- Born: 1878
- Died: 1962 (aged 83–84)
- Education: Veltin School for Girls
- Occupation: Painter
- Style: Portrait miniature
- Spouse: Malcolm McIntyre ​(m. 1910)​
- Children: Lois

= Grace Hamilton McIntyre =

American painter (1878–1962)

Grace Hamilton McIntyre (1878–1962) was an American painter of portrait miniatures.

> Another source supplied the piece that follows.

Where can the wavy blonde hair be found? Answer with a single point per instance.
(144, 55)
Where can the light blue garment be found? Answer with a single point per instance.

What little is known of McIntyre's life comes from a manuscript biography written by her daughter, Lois Darling. She was a native of Staten Island who moved with her family to Nebraska, where her father was one of the founders of the first beet-sugar business in the United States. By 1893 she was back in New York City at the Veltin School for Girls on the Upper West Side. She did well in china painting, and later also studied the painting of miniatures. In 1899 she traveled to Europe with her neighbors, the Fabers; on her return she painted miniatures on commission from family and friends. She married Malcolm McIntyre, a mechanical engineer, in 1910, and ceased painting after Lois, the couple's only child, was born in 1917. Her work was shown at the National Academy of Design as part of exhibitions by the American Society of Miniature Painters in 1915 and 1916; after the family moved to Riverside, Connecticut, she exhibited in local libraries several times. A number of her pieces are currently in the collection of the Metropolitan Museum of Art.